Sono però conosciute differenti cause che provochino un ritardo nella decomposizione, quali la mummificazione naturale, o la “saponificazione” dei cadaveri. Quest’ultima è particolarmente interessante, dovuta alla trasformazione dei grassi in una sostanza biancastra e più o meno compatta chiamata “adipocera“, un sapone di calcio insolubile; questo protegge il cadavere da ulteriore degradazione, rendendolo tuttavia ben diverso dalla credenza popolare di corpo “perfettamente conservato“. Sono poi noti ulteriori casi estremamente interessanti, quale ad esempio la conservazione in un orcio dei resti di un neonato della metà del XIX secolo. Trovato nel cimitero di una cittadina ungherese, il vaso di argilla conteneva in particolare la mano e l’avambraccio destro ancora dotati degli strati muscolari, completamente essiccati; nel pugno, infatti, era stata stretta una moneta di rame, dal blando potere antisettico, che – insieme a delle condizioni atmosferiche favorevoli interne al vaso – hanno permesso di preservare i tessuti.

IN BREVE

Il tempo di decomposizione di un cadavere è fortemente influenzato dalle condizioni ambientali e climatiche in cui si trova.
  • I conservanti alimentari non influiscono sulla velocità di decomposizione dei cadaveri. Il processo di degradazione è influenzato dalle condizioni climatiche (umidità, temperatura, composizione dell’aria) circostanti il corpo, che influiscono sulla proliferazione dei batteri coinvolti nella decomposizione.
  • La decomposizione di un cadavere umano, in condizioni normali e all’aria aperta, richiede un tempo relativamente limitato – da qualche mese a un anno – per disgregare interamente tutti i tessuti intorno alle ossa.
  • In particolari condizioni, i corpi dei defunti possono mummificarsi naturalmente – per esempio, per dessicazione, o per congelamento; è qust’ultimo il caso di Ötzi, sulla cui mummia – scoperta nel 1991 ma risalente a oltre 5 migliaia di anni fa – è nata persino la bufala di una maledizione.
  • La “saponificazione”, ovvero la formazione di adipocera nel cadavere, può prevenire la decomposizione dei cadaveri; anche in questo caso, le cause dipendono da condizioni ambientali – per esempio nel caso dei cadaveri rimasti a lungo sommersi in acqua, in condizioni specifiche.
  • In condizioni normali – secondo la formula enunciata dal medico legale Johann Ludwig Casper – lo stato di decadimento di un cadavere esposto all’aria per 1 settimana corrisponde a 2 settimane di un corpo in acqua e 8 di uno sottoterra[1].

LE ORIGINI

La credenza si è diffusa in più contesti successivi all’ampliamento dell’utilizzo alimentare di conservanti chimici, in particolare nella prima metà del secolo scorso – se voci dicono che fosse già nota ai tempi della guerra in Vietnam, il 7 maggio 1991 (come riporta Paolo Attivissimo in un articolo dedicato a questa credenza) la testata statunitense di notizie false “Weekly World News” pubblicò un rapporto sulla capacità dei conservanti chimici, accumulati nel corpo, di mantenere “freschi come margherite” i cadaveri all’obitorio.
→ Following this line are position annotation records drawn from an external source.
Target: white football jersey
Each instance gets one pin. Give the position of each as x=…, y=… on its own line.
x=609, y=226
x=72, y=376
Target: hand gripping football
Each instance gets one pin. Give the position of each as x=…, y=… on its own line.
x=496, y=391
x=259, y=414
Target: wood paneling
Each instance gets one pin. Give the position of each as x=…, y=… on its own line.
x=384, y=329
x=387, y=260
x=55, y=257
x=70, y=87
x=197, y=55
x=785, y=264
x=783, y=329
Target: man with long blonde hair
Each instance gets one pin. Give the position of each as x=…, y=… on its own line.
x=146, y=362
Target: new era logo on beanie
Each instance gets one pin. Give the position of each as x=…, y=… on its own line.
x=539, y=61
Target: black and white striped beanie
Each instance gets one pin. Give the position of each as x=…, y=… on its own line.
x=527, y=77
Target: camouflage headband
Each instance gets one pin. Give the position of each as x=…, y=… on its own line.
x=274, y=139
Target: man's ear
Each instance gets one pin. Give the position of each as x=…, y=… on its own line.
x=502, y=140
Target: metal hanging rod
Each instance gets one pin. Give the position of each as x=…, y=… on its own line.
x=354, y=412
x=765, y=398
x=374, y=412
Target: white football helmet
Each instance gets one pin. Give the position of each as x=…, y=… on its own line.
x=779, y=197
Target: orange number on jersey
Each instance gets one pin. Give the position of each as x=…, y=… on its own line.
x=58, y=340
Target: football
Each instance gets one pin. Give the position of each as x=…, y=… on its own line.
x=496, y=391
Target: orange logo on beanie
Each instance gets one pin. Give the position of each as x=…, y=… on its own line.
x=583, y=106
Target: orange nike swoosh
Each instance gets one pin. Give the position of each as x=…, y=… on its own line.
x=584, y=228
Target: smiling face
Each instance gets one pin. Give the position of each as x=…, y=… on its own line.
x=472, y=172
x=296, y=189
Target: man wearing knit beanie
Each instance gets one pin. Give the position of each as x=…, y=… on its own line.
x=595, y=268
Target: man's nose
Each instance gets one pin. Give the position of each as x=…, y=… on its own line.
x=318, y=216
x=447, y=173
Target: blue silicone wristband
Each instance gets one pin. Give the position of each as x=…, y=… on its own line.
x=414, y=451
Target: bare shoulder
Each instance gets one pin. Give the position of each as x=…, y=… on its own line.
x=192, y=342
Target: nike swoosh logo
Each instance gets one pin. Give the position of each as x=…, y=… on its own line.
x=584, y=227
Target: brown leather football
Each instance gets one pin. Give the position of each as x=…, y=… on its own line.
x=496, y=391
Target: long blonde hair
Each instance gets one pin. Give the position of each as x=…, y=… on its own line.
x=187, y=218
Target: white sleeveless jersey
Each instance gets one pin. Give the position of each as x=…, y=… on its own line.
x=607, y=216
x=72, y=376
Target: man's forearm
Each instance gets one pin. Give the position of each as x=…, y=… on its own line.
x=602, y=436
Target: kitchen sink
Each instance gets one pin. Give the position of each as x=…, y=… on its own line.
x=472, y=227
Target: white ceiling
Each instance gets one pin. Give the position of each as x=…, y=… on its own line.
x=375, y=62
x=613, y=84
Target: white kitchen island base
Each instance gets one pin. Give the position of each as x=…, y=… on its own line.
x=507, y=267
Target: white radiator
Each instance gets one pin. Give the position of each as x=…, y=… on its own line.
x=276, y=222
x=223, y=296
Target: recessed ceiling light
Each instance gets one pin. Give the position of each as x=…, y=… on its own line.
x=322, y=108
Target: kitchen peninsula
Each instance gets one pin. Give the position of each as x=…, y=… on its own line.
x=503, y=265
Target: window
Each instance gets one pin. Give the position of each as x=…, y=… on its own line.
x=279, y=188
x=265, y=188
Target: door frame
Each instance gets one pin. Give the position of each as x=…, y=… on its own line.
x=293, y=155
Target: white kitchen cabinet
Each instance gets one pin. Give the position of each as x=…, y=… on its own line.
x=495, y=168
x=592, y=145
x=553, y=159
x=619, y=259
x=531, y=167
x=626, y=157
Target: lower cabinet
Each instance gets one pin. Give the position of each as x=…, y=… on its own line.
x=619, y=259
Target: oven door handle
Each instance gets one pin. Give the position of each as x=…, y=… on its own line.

Si trattava, tuttavia, di un articolo completamente inventato, da una testata nota per articoli quali “scoperti i resti originali della mela dell’Eden”.

Il Prof. Rainer Horn

Più recentemente, nel 2003, il canale televisivo russo NTV diffuse la notizia citando in particolare il caso di uno specialista berlinese chiamato Werner Stolz che presentò, nel corso di una conferenza a Düsseldorf, 32 esempi di corpi riesumati in “perfette condizioni” dopo oltre 20 anni nella tomba. Il testo integrale venne tradotto in inglese 9 anni più tardi da un sito amatoriale, riportando tuttavia come fonte il “Daily Mail” (del quale tuttavia non è possibile rintracciare alcun riferimento online). Nel brano, comunque, non c’era alcuna menzione dei processi di mummificazione o saponificazione dei corpi, fenomeno ben conosciuto e nota causa di conservazione a lungo termine dei cadaveri. Un altro articolo correlato del 2003, questa volta sul Telegraph, faceva riferimento all’aumento considerevole del fenomeno dei corpi incorrotti nei cimiteri di Germania, Austria e Svizzera, al punto da scatenare un problema di sovraffollamento dei loculi. Lo specialista citato per studiare il caso, il Prof. Rainer Horn della Christian-Albrechts University di Kiel (di cui si trova menzione anche nell’originale di NTV) ha poi pubblicato nel 2017 uno studio risolutivo della questione del sovraffollamento; come riporta l’abstract:

la decomposizione dei resti umani tumulati nei cimiteri può essere ritardata dalla scarsa aerazione delle tombe, dovuta all’innalzamento delle acque di falda e dalla bassa permeabilità dell’area di inumazione per il ricambio di acqua e ossigeno”.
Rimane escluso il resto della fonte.